Live From Tokyo Olympics: Darryl Jefferson and Jim Miles on NBC Olympics’ File-Based Workflows, Storytelling
Every NBC Olympic effort sees massive changes and advances with respect to file-based workflows, editing, and more. Toss in UHD, HDR, and immersive audio, and those advances are even more challenging and, ultimately, impressive. Darryl Jefferson, NBC Olympics, VP, broadcast operations and technology, and Jim Miles, NBC Olympics, director, digital workflow systems, discussed the multiple-continent, -time zone, and -facility effort with SVG.
Can you describe the ecosystem here?
Miles: It’s Avid Media Composer for craft editing, and Avid Interplay MAM is the record apparatus for highlight-shot selection as well as our archive. The entire Olympic archive is Interplay and Media Central, and our playback turnaround is EVS. We do a lot with Telestream for transcode, flipping, and orchestration, and we use Signiant as our file mover and for transfers from the venues and to Stamford.
Jefferson: We also have a new ingest device from Telestream called Live Capture, which can capture to 1080p HDR content as well as the older flavors of content. And our big monster storage is Dell/EMC Isilon.
Miles: The interesting story on the editors is that we are still using hard workstations for the primary craft edits but all our auxiliary edits are virtual machines. We used to have to bring 30 Avids to the IBC, but, this year, we had to bring only a dozen, and we have the VMs for the producers and those lighter-weight tasks. That has been huge for us in terms of the complexity of what we must build.
You have teams around the world diving into your file-based workflows. Are the workflows the same everywhere?
Miles: More or less. We try to put the high-resolution recording where it’s needed. If somebody is doing a turnaround at a venue, we’ll put it right there next to them in their local storage. If something is needed for primetime, we can move the content here to the IBC.

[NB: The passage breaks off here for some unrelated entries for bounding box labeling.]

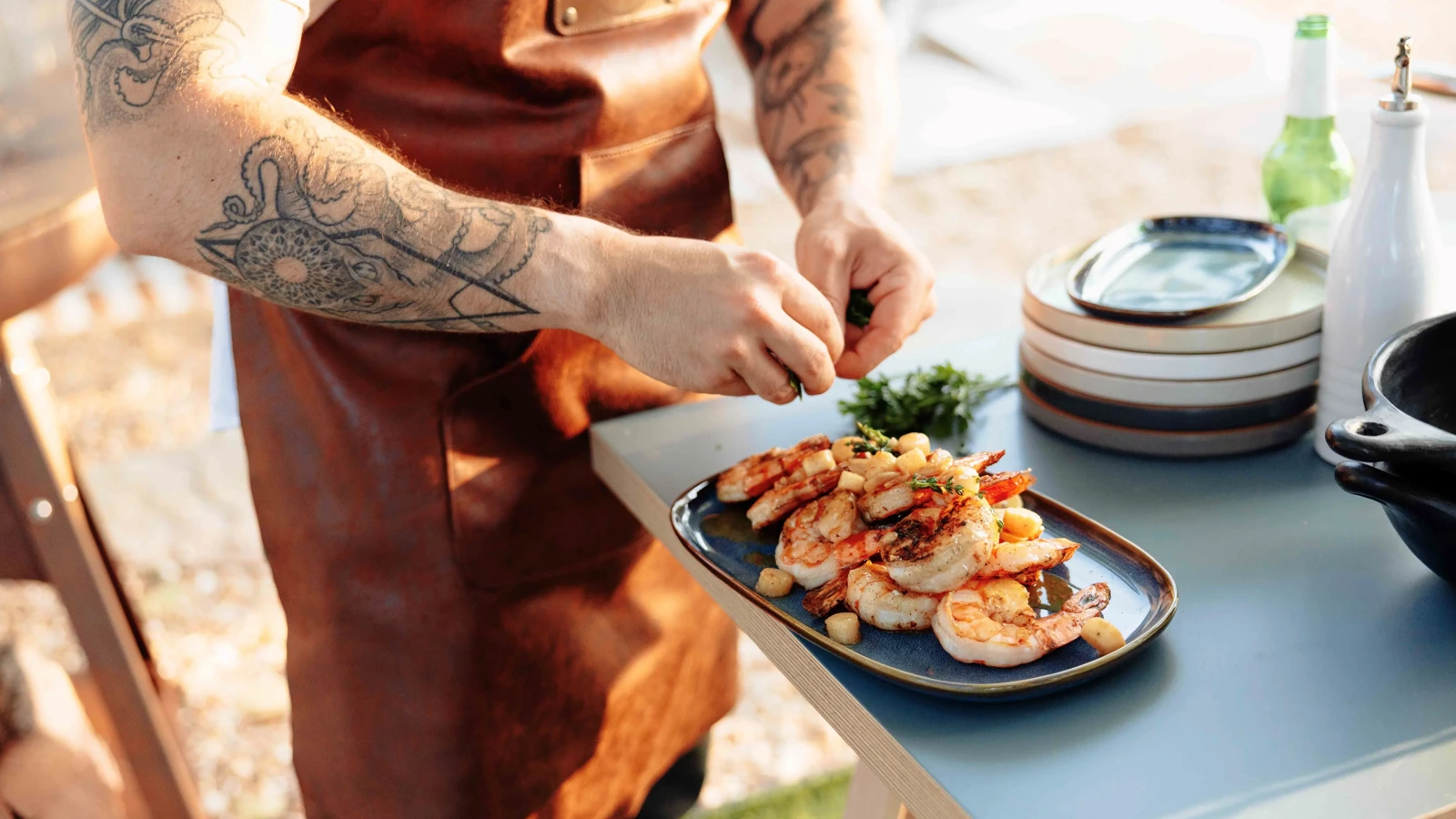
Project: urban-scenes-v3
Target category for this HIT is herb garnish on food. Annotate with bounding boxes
[910,475,966,495]
[839,363,1012,437]
[844,290,875,327]
[854,421,891,455]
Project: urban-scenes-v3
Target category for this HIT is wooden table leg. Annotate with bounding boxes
[0,326,202,819]
[844,761,915,819]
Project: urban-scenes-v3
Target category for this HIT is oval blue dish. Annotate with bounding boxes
[672,480,1178,700]
[1067,216,1293,322]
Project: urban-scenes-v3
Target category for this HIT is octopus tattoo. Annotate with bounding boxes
[197,119,551,332]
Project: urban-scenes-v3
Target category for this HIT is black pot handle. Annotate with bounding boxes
[1335,460,1456,516]
[1325,400,1456,466]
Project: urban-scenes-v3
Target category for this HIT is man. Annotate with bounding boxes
[70,0,934,819]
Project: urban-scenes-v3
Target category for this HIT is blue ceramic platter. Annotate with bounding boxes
[1067,216,1293,320]
[672,480,1178,700]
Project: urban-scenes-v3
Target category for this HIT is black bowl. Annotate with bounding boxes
[1325,313,1456,469]
[1325,313,1456,583]
[1335,460,1456,584]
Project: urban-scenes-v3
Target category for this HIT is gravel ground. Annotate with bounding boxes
[0,0,1456,819]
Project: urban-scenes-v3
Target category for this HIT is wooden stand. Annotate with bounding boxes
[0,70,202,819]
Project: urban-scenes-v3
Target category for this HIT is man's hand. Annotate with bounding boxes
[795,196,935,379]
[592,235,844,404]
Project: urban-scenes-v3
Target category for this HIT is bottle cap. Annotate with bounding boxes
[1380,36,1421,111]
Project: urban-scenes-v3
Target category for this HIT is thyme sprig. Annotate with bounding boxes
[854,421,894,455]
[844,290,875,327]
[910,475,966,495]
[839,363,1012,439]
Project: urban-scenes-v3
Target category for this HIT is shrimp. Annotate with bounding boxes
[774,490,881,589]
[844,562,941,631]
[883,495,997,593]
[718,436,832,502]
[973,538,1077,579]
[748,466,854,532]
[980,470,1036,504]
[859,449,1006,521]
[930,580,1111,667]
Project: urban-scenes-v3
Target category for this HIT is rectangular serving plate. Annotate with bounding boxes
[672,478,1178,700]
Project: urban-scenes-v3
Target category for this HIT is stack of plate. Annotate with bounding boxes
[1021,245,1327,456]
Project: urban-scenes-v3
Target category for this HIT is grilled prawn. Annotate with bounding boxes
[718,436,830,502]
[930,580,1111,667]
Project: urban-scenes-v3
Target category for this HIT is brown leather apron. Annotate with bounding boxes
[231,0,737,819]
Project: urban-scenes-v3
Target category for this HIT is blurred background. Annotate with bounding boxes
[0,0,1456,819]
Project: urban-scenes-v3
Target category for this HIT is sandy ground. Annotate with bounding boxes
[0,0,1456,819]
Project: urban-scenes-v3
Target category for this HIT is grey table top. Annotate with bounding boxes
[595,328,1456,819]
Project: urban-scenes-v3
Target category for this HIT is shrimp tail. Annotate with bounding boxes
[981,470,1036,506]
[963,449,1006,472]
[804,571,849,616]
[1061,583,1112,620]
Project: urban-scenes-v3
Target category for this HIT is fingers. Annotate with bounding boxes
[794,223,849,333]
[784,269,844,361]
[731,340,799,404]
[835,272,935,379]
[763,308,834,395]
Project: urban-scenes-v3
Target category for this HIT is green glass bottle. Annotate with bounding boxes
[1264,15,1354,235]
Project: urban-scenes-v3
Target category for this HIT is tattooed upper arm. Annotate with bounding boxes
[730,0,861,211]
[70,0,308,131]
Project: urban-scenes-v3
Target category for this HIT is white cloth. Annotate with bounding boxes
[207,278,242,433]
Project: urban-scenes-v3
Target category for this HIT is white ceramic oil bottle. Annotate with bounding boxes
[1315,36,1456,463]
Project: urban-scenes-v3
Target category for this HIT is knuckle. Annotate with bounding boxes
[740,250,784,278]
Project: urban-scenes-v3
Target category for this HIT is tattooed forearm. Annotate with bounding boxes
[741,0,862,211]
[197,119,551,332]
[70,0,556,332]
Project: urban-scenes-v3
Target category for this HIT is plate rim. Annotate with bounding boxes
[1017,361,1316,433]
[1017,339,1320,407]
[1022,313,1323,380]
[668,473,1179,700]
[1016,382,1315,460]
[1021,242,1330,354]
[1066,214,1298,320]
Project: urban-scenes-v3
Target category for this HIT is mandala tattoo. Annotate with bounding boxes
[743,0,861,211]
[70,0,240,128]
[197,119,551,332]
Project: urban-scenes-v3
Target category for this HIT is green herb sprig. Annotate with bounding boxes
[784,368,804,400]
[910,475,966,495]
[839,363,1012,437]
[844,290,875,327]
[854,421,891,455]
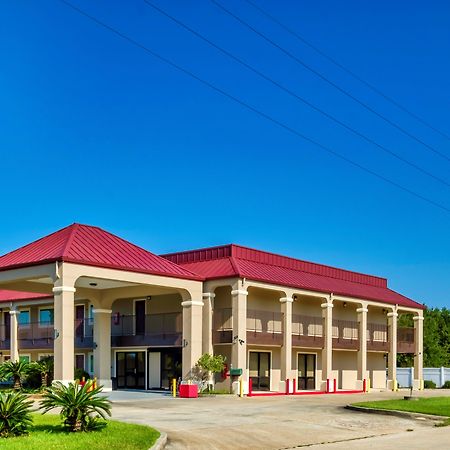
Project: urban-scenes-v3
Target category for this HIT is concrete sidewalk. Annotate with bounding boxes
[111,391,450,450]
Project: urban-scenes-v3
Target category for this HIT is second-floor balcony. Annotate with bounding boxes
[111,312,183,347]
[292,314,324,348]
[212,308,414,353]
[0,319,93,350]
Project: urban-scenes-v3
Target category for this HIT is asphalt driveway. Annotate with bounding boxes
[110,391,450,450]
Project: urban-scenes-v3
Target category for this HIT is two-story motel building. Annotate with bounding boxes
[0,224,424,391]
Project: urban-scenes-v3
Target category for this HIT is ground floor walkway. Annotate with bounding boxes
[106,390,450,450]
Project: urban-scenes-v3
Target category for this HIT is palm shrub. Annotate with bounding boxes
[0,360,30,390]
[40,382,111,431]
[195,353,226,391]
[0,392,33,438]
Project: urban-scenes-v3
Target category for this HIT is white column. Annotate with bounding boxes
[9,309,20,362]
[356,307,368,390]
[280,297,294,392]
[387,312,398,391]
[181,300,203,378]
[92,308,112,391]
[320,301,334,391]
[53,279,75,384]
[202,292,215,355]
[413,315,423,389]
[231,289,248,370]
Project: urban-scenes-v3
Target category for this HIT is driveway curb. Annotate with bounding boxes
[149,431,167,450]
[345,405,447,421]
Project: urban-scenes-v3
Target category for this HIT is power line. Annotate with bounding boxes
[143,0,450,188]
[59,0,450,213]
[245,0,450,140]
[209,0,450,162]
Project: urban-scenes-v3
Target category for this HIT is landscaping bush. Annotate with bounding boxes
[40,382,111,431]
[194,353,226,390]
[0,392,33,438]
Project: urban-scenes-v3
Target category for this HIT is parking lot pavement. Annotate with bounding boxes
[111,391,450,450]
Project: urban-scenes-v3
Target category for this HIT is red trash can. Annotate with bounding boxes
[180,384,198,398]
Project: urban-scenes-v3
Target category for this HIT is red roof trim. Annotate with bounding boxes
[0,223,200,281]
[162,244,387,288]
[0,289,53,303]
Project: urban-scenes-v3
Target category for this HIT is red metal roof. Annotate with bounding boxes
[0,289,53,303]
[163,244,424,308]
[0,223,202,280]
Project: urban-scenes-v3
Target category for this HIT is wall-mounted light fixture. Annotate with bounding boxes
[233,335,245,345]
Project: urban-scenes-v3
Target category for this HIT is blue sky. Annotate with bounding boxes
[0,0,450,306]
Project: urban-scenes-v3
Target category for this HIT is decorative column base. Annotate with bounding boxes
[387,380,398,392]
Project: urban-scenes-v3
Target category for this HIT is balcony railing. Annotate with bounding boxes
[292,314,323,348]
[247,309,283,345]
[111,312,183,347]
[0,324,10,350]
[7,319,93,349]
[397,327,415,353]
[332,319,359,350]
[367,323,389,352]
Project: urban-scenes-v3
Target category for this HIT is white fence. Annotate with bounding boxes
[397,367,450,387]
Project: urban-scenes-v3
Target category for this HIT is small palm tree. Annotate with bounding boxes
[0,360,30,390]
[0,392,33,437]
[33,356,54,387]
[40,382,111,431]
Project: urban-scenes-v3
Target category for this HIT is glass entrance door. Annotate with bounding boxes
[116,352,145,389]
[249,352,270,391]
[297,353,316,391]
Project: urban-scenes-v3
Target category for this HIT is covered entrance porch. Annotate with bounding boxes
[0,224,203,389]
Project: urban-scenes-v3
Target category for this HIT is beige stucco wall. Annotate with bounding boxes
[333,350,358,390]
[292,295,323,317]
[291,347,322,389]
[245,345,281,391]
[112,294,182,315]
[214,344,231,390]
[247,288,282,313]
[367,352,386,389]
[214,286,231,309]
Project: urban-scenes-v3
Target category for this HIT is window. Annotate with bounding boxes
[39,308,53,325]
[17,309,30,325]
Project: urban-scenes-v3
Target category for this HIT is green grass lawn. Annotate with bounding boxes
[353,397,450,417]
[0,414,159,450]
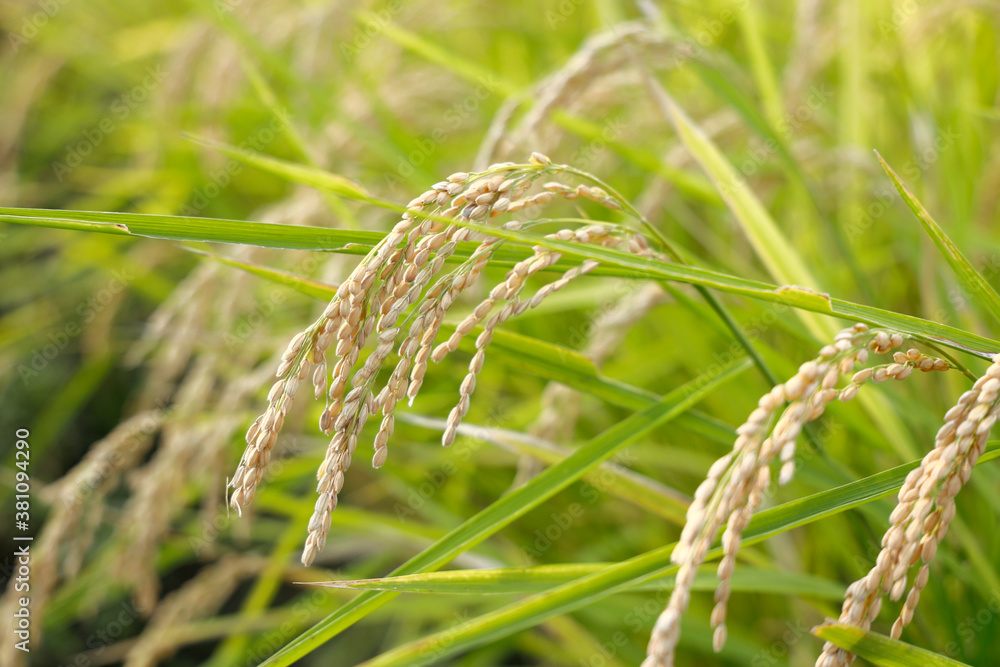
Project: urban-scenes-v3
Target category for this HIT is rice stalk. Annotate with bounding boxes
[643,323,950,667]
[230,153,653,565]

But our main record apparatus has moved back to Stamford, and the hundred feeds that are coming in from different venues, from the host, and from our own all go back to Stamford and are recorded there, where the bulk of our ancillary users are. Then there are other business units in Miami, in the news organization at 30 Rock that are pulling from that recording wall in Stamford.
Jefferson: The other thing is the added wrinkle of HDR for the primetime show and for our venues. That adds a layer to know which version of a recording you have and if we’re doing parallel recordings or is it an SDR sport contributing into an HDR primetime show or vice versa. We try to normalize the content for the end user so that complexity is obscured and people have to think about it less.
Miles: We have over well over a hundred different paths, many of which have file conversion or interlace-to-progressive or progressive-to-interlace conversion in the middle. It has been an interesting challenge to build it all ahead of time and then get it running in a matter of days.
Jefferson: It has been an education for our legion of freelance editors and freelance operators in general. They need to wrap their heads around where is the recording that is closest to the output of my show. Or, if someone’s delivering into a show that’s different from the format they’re normally cutting in, it takes a little while to get up to speed.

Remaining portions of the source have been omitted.